Mixed Precision Training with PyTorch Autocast

Intel® Gaudi® AI accelerator supports mixed precision training using native PyTorch autocast. Autocast allows running mixed precision training without extensive modifications to existing FP32 model script. It executes operations registered to autocast using lower precision floating datatype. The module is provided using the torch.amp package.

For more details on mixed precision training with PyTorch autocast, see https://pytorch.org/docs/stable/amp.html.

Using Autocast on HPU

To use autocast on HPU, wrap the forward pass (model+loss) of the training to torch.autocast:

with torch.autocast(device_type="hpu", dtype=torch.bfloat16):
   output = model(input)
   loss = loss_fn(output, target)

For an example model using autocast on HPU, see PyTorch Torchvision on GitHub.

Registered Operators

There are three types of registration to torch.autocast:

  • Lower precision - These ops run in the lower precision bfloat16 datatype.

  • FP32 - These ops run in the higher precision float32 datatype.

  • Promote - These ops run in the highest precision datatypes among its inputs.

The default list of supported ops for each registration type are internally hard-coded. The following provides the default list of registered ops for each type:

  • Lower precision: addmm, addbmm, batch_norm, baddbmm, bmm, conv1d, conv2d, conv3d, conv_transpose1d, conv_transpose2d, conv_transpose3d, dot, dropout, feature_dropout, group_norm, instance_norm, layer_norm, leaky_relu, linear, matmul, mean, mm, mul, mv, softmax, log_softmax, scaled_dot_product_attention

  • FP32: acos, addcdiv, asin, atan2, bilinear, binary_cross_entropy, binary_cross_entropy_with_logits, cdist, cosh, cosine_embedding_loss, cosine_similarity, cross_entropy_loss, dist, div, divide, embedding, embedding_bag, erfinv, exp, expm1, hinge_embedding_loss, huber_loss, kl_div, l1_loss, log, log10, log1p, log2, logsumexp, margin_ranking_loss, mse_loss, multi_margin_loss, multilabel_margin_loss, nll_loss, pdist, poisson_nll_loss, pow, reciprocal, renorm, rsqrt, sinh, smooth_l1_loss, soft_margin_loss, softplus, tan, topk, triplet_margin_loss, truediv, true_divide

  • Promote: add, addcmul, addcdiv, cat, div, exp, mul, pow, sub, iadd, truediv, stack


Float16 datatype is not supported. Ensure that BFloat16 specific OPs and functions are used in place of Float16; for example, tensor.bfloat16() should be used instead of tensor.half().

Override Options

In addition to the native PyTorch autocast functionality, Intel Gaudi software allows for overriding the default lower precision and FP32 lists. To override these lists, add a file which includes a list of new-line separated ops and pass its location using PT_HPU_AUTOCAST_LOWER_PRECISION_OPS_LIST and PT_HPU_AUTOCAST_FP32_OPS_LIST environment variables. Previously used variables - LOWER_LIST and FP32_LIST - are now deprecated. Since registration for autocast occurs during loading Gaudi modules, these variables have to be set before habana_frameworks.torch.core is imported.
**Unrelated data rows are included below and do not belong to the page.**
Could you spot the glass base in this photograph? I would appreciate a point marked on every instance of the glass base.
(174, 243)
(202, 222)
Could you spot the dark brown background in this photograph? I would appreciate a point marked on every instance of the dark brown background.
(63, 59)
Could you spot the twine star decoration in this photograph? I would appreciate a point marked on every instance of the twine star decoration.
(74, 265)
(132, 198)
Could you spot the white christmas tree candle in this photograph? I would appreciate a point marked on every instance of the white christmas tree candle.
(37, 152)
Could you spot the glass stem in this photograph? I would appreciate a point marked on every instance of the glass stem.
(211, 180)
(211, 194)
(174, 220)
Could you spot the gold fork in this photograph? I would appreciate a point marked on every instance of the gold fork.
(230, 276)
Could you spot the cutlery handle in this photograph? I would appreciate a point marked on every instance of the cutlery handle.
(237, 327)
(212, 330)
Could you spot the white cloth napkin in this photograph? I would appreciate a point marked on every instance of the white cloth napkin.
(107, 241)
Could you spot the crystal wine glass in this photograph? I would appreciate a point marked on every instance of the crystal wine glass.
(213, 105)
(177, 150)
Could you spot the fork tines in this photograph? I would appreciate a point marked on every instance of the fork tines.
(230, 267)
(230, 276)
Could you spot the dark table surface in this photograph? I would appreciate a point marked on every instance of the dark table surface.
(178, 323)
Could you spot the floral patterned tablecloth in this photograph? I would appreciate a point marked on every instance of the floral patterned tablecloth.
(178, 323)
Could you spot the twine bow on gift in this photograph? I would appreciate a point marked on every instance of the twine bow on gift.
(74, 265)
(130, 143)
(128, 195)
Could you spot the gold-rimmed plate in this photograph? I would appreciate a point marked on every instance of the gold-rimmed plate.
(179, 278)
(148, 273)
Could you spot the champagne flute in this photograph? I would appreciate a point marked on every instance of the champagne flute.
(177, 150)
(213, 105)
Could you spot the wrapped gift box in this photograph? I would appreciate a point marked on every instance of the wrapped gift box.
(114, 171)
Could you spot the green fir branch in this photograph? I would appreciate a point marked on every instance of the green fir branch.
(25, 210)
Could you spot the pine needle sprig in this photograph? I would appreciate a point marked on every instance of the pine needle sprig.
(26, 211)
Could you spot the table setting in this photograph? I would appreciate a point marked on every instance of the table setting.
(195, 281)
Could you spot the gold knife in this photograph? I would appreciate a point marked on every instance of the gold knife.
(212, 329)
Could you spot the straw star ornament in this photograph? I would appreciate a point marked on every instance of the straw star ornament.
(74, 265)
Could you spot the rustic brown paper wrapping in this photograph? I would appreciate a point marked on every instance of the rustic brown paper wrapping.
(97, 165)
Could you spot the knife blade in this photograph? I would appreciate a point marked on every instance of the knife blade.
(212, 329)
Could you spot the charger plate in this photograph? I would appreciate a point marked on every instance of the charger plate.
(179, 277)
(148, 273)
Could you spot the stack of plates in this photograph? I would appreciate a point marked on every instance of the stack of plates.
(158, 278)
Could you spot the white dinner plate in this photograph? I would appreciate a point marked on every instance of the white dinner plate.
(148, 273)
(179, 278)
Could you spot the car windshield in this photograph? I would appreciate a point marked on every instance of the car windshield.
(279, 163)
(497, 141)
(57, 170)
The below shows an example using lower precision and FP32 lists:

os.environ['PT_HPU_AUTOCAST_LOWER_PRECISION_OPS_LIST'] = '/path/to/lower_list.txt'
os.environ['PT_HPU_AUTOCAST_FP32_OPS_LIST'] = '/path/to/fp32_list.txt'

import torch
import habana_frameworks.torch.core as htcore

N, D_in, D_out = 64, 1024, 512
x = torch.randn(N, D_in, device='hpu')
y = torch.randn(N, D_out, device='hpu')

model = torch.nn.Linear(D_in, D_out).to(torch.device('hpu'))
optimizer = torch.optim.SGD(model.parameters(), lr=1e-3)

for t in range(500):
   with torch.autocast(device_type='hpu', dtype=torch.bfloat16, enabled=args.is_autocast):
       y_pred = model(x)
       loss = torch.nn.functional.mse_loss(y_pred, y)


  • Since autocast works on the C++ level, ops names may differ between Python and C++ levels. All ops applicable for autocast can be found in [python-packages-path]/torch/include/ATen/RegistrationDeclarations.h.
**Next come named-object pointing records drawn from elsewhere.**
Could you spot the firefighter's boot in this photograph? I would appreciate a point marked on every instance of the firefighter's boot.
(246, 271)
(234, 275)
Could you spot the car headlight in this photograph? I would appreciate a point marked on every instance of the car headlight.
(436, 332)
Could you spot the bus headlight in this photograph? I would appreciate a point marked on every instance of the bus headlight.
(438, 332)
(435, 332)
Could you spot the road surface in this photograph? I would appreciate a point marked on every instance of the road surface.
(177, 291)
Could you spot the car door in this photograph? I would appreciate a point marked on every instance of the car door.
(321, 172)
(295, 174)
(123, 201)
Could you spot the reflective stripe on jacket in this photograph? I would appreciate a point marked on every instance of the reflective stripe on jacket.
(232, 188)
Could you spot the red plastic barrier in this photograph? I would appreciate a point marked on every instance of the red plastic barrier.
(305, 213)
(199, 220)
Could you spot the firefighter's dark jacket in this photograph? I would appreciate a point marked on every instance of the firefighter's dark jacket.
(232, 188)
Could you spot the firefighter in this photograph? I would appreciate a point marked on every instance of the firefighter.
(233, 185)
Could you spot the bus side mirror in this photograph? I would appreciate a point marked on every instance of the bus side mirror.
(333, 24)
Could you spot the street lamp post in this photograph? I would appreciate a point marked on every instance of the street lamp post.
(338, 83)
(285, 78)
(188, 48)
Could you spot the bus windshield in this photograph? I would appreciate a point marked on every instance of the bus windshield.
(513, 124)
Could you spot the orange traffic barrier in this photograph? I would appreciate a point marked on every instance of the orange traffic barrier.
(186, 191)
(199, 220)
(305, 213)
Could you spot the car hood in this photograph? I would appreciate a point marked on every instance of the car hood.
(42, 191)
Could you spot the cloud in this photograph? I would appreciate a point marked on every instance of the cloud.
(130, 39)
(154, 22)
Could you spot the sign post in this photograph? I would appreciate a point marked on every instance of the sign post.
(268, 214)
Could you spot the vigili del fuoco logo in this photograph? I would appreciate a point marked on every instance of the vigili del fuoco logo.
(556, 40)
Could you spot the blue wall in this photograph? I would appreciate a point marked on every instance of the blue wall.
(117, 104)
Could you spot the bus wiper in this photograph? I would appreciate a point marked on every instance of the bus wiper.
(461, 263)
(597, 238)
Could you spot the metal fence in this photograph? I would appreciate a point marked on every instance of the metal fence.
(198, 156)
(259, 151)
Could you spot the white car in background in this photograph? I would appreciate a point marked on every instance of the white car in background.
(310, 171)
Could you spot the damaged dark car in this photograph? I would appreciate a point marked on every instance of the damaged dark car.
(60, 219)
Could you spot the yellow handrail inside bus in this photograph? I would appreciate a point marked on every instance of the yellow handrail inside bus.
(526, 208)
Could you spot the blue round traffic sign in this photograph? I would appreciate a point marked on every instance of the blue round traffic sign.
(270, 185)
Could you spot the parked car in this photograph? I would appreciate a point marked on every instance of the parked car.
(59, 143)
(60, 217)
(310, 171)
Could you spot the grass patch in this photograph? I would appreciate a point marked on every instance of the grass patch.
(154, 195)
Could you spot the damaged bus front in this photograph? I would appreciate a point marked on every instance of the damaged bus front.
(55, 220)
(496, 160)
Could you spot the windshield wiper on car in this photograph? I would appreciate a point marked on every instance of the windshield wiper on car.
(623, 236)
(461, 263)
  • Custom ops are currently not supported.

Autocast Cache

torch.autocast includes cache_enabled parameter which is enabled by default. It controls the functionality of caching cast operations to reuse them, when one tensor is an input to more than one operator registered for autocast. In Gaudi modules, the underlying graph mode handles this optimization. Therefore, autocast caching is permanently disabled on HPU.